ADHD and Executive Function Disorder

Problems with organization, planning, inability to get things done on time or in the right order are often diagnosed as ADHD (Attention Deficit Hyperactivity Disorder), and then again sometimes referred to as EFD (Executive Function Disorder).  The question often comes up: "Aren't these the same thing?"  Well that depend on who you talk to.

You see the terms ADHD and Executive Dysfunction are now often used interchangeably. But that isn't necessarily a good thing because some of the finer points of both disorders get confused. A child, adolescent or adult might have ADHD (or sometimes it's called ADD, a leftover term from the last decade) and have problems with hyperactivity, being inattentive, procrastination, or be highly impulsive. The hyperactivity and impulsivity is common, but not always the case. Some individuals have ADHD without hyperactivity or impulsivity. These individuals have what is more commonly know as "inattentive type" of ADHD. Some may be labeled with "slow cognitive processing," a newer form of the disorder that is being defined by Dr. Russell Barley, a leader in the field. These individuals may not have any of the outward signs of symptoms that parents and teachers associate with ADHD. They don't move around, fidget at their desk, or act impulsively during class blurting out answers or simply talking out loud. Instead they can't seem to stay on-taks, focused and seldom reach a state of task completion. They may also have trouble following what is being said or red because they simply cannot stay focused. A subgroup also has problems with handwriting.

EFD, Executive Function Disorder, is often used to refer to a broader and less focused set of problems which involves a pattern of chronic difficulties with executing every day tasks 

What are Executive Tasks? And do they relate to ADHD?
Executive taks include the ability to understand the whole and analyze a task, being able to plan how you will address a task and get it done, organizing the steps you need to take to carry out a task, developing a time line for task completion and understanding how long and how much energy it will take to complete a task (without this skill we can easily drift off from what should be focused on. The task may appear to have no beginning, middle and end.

Children with EFD have trouble getting assignment handed in, lose them, misplace them, do the wrong assignment, hand in the wrong assignment even when the correct one is done, have trouble organizing materials, including personal items, and can't keep their room, locker or desk clear. 

What is important to note is that one student or adult with ADHD may do very well on medication and with minimal support and coaching.
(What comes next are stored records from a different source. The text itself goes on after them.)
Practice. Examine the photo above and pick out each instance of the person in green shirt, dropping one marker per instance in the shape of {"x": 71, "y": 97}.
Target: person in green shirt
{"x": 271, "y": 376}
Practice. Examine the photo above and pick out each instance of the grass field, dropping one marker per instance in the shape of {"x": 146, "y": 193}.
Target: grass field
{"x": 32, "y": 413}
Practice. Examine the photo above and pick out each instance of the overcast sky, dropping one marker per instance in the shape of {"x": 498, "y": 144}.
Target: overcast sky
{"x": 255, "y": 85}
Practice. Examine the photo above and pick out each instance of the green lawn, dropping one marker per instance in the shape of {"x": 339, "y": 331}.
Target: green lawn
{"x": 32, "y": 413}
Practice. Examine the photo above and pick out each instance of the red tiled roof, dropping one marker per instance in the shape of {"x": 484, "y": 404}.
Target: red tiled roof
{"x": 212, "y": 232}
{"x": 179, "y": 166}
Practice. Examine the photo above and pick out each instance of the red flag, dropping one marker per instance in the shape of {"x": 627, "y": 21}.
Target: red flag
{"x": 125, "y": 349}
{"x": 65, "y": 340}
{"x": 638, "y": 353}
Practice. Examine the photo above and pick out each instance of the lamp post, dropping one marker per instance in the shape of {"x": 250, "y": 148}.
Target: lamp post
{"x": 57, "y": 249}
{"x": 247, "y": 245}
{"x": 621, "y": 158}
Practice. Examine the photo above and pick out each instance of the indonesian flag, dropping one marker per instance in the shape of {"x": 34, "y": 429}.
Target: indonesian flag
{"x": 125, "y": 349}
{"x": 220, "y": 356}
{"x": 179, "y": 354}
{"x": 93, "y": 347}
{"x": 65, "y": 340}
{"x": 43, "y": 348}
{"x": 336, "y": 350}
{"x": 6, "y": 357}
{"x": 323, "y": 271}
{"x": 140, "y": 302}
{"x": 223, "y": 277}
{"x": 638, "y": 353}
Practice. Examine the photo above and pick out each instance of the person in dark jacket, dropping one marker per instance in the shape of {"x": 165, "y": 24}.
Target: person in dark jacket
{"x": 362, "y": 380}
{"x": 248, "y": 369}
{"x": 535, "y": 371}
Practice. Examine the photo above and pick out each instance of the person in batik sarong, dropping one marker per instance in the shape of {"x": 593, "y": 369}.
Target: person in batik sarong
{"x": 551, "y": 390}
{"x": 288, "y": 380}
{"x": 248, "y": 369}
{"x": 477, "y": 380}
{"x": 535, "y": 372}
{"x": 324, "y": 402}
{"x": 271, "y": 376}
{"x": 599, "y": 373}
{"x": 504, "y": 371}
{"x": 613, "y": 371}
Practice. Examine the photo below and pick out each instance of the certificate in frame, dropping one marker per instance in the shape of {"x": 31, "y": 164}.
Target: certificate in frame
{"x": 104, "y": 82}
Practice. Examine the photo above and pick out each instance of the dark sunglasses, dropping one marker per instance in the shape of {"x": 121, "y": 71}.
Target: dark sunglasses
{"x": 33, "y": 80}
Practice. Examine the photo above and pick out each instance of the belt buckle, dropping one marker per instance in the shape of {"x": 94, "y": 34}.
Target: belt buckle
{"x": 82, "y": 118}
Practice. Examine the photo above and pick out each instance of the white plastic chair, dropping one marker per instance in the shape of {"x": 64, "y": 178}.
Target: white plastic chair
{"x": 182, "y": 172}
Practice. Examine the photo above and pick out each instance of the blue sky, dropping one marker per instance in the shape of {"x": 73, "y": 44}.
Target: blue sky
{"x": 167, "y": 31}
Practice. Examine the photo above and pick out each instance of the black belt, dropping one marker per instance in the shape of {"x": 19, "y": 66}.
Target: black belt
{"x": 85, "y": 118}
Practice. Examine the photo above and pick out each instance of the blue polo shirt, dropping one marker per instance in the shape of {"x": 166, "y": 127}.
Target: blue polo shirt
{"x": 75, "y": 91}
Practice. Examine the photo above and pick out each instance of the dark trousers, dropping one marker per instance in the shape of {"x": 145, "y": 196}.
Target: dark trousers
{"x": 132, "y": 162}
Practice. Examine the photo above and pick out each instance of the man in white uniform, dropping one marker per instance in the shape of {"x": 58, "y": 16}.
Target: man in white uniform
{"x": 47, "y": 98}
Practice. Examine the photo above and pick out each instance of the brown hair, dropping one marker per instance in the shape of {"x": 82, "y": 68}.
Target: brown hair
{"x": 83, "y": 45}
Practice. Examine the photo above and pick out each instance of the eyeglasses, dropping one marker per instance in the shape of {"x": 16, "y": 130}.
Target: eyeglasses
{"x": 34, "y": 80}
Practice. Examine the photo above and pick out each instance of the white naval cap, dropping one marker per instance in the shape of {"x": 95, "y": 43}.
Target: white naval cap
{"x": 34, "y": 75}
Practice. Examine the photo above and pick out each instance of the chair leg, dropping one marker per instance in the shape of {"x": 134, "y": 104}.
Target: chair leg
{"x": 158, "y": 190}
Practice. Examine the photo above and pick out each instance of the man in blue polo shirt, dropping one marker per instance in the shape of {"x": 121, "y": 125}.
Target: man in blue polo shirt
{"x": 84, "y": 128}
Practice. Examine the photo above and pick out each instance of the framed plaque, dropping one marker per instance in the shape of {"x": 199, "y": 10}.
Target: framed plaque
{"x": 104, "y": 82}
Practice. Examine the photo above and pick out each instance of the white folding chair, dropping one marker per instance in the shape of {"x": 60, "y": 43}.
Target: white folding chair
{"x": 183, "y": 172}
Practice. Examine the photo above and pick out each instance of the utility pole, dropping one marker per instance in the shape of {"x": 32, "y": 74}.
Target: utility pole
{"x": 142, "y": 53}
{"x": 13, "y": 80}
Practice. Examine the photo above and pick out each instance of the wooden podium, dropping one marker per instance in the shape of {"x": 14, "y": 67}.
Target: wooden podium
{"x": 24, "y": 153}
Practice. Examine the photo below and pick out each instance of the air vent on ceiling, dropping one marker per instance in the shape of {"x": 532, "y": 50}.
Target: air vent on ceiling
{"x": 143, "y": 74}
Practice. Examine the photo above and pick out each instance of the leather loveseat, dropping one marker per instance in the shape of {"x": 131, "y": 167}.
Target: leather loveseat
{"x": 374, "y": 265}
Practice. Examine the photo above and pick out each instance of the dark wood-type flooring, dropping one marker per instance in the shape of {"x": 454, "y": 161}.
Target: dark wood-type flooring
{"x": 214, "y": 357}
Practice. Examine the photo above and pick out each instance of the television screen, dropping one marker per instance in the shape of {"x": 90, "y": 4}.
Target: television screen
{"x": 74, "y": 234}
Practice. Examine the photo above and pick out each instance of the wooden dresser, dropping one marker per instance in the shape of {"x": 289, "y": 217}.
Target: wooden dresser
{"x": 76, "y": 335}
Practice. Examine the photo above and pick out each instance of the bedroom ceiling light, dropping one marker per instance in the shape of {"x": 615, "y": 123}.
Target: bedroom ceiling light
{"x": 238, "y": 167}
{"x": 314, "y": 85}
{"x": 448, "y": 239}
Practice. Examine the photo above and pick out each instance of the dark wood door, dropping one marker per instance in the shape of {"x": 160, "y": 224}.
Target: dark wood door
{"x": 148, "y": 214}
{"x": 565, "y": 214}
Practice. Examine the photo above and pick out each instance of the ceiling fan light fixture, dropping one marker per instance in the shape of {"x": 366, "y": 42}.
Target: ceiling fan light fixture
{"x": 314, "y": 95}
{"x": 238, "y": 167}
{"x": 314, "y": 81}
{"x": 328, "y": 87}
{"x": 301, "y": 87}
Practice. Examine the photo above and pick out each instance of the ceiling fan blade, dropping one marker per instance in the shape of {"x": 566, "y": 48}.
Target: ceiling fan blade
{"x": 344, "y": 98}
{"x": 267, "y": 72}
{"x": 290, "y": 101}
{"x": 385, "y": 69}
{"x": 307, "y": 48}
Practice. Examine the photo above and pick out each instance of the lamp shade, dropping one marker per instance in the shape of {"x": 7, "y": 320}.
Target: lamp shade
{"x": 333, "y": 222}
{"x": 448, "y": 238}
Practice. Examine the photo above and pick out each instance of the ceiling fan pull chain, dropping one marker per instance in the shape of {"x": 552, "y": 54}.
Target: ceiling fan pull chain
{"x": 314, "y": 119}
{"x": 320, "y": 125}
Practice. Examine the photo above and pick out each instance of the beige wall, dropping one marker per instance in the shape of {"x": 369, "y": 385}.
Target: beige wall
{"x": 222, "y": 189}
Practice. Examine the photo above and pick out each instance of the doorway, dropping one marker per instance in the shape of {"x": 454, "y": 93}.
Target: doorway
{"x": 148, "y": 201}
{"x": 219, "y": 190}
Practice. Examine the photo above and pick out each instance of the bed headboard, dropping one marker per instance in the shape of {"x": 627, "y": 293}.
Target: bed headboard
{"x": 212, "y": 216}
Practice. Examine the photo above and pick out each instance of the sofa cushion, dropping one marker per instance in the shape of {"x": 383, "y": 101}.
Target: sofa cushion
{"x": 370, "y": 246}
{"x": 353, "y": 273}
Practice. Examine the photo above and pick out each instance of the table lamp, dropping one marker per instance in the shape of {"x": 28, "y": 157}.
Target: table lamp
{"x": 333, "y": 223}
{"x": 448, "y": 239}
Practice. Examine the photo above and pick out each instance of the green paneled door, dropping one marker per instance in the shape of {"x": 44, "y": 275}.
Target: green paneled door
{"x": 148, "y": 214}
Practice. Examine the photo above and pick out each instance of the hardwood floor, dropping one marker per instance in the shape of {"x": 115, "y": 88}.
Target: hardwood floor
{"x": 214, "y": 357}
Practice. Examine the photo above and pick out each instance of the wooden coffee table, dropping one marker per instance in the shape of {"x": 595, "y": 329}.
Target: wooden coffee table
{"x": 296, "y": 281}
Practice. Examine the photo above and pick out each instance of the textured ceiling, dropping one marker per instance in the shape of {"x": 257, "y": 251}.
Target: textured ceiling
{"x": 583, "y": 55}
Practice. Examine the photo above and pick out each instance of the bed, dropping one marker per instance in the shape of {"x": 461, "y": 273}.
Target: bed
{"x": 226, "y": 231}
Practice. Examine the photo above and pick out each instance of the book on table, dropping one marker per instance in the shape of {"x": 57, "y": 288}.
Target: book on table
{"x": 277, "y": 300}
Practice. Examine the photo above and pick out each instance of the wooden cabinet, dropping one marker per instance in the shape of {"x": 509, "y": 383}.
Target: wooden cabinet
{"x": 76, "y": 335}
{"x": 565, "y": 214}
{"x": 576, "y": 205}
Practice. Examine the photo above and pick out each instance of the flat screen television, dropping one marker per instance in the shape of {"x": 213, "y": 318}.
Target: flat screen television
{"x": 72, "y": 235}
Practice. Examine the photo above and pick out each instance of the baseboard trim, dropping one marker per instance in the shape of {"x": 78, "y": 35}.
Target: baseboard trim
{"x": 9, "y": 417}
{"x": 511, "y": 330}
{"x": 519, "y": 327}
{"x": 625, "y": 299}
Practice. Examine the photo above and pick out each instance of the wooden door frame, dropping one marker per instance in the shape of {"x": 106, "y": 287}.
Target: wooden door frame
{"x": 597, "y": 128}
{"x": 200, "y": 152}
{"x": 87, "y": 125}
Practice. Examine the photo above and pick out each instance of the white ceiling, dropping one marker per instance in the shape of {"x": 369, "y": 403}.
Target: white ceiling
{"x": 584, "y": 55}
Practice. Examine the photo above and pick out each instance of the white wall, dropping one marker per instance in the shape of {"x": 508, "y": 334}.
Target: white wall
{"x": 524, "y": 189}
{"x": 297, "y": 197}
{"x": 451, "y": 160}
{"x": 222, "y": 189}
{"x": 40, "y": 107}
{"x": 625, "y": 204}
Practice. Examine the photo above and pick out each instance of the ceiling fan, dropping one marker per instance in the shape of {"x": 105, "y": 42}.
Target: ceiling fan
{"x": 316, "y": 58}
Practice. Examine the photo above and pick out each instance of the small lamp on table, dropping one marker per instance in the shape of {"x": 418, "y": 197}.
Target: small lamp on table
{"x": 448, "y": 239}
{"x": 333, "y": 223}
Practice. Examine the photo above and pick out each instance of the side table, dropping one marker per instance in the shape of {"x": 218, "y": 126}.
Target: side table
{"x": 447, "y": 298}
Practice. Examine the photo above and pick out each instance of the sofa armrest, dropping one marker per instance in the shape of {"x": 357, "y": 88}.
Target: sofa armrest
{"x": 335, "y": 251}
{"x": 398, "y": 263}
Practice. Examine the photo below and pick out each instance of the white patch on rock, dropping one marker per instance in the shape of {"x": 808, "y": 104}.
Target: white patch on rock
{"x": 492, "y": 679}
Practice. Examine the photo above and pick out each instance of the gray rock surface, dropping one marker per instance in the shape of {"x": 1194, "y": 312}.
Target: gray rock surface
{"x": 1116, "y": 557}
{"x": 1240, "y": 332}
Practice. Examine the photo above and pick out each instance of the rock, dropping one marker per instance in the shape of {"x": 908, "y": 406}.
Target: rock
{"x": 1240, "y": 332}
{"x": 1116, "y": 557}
Another with very similar test scores during a psychoeducational assessment may improve, but continue to have problems understanding the materials, organizing them, and perhaps even getting how to find an answer within all the materials in front of them. This student most likely has an EFD and a Learning Disability and needs very different supports and accommodations to support them in the classroom.

EDF can be reflective of ADHD, or it can tell us that there is a more serious Learning Disability present that needs support. Reading, writing and math fluency are often problems for these students, and interventions that support those specific issues need to be implemented. This is why we are often reluctant to provide a quick and simply ADHD diagnosis. (Often, regrettably, family doctors look only for signs of the list of symptoms that match ADHD, they use quick "screeners" like the SNAP-4 and other "symptom lists" and quickly prescribe medicine for what appears to be ADHD. Any student with ADHD should really be assessed for Learning Disabilities, this includes either a full psychoeducational evaluation or a neuropsychological evaluation. When might this not be necessary? Well, I suppose when a student had ADHD but is doing well academically. But even in this situation the difficulty and complexity of the school curriculum changes year after year, and often a student doing well in grade 2-3 suddenly finds failure in grade 4 because tasks that were simple now require Executive Functions far beyond what was previously necessary. Similar curriculum changes happen in the middle school and high school. In high school this can happen due to the very different learning requirements of different subjects now taught in different ways.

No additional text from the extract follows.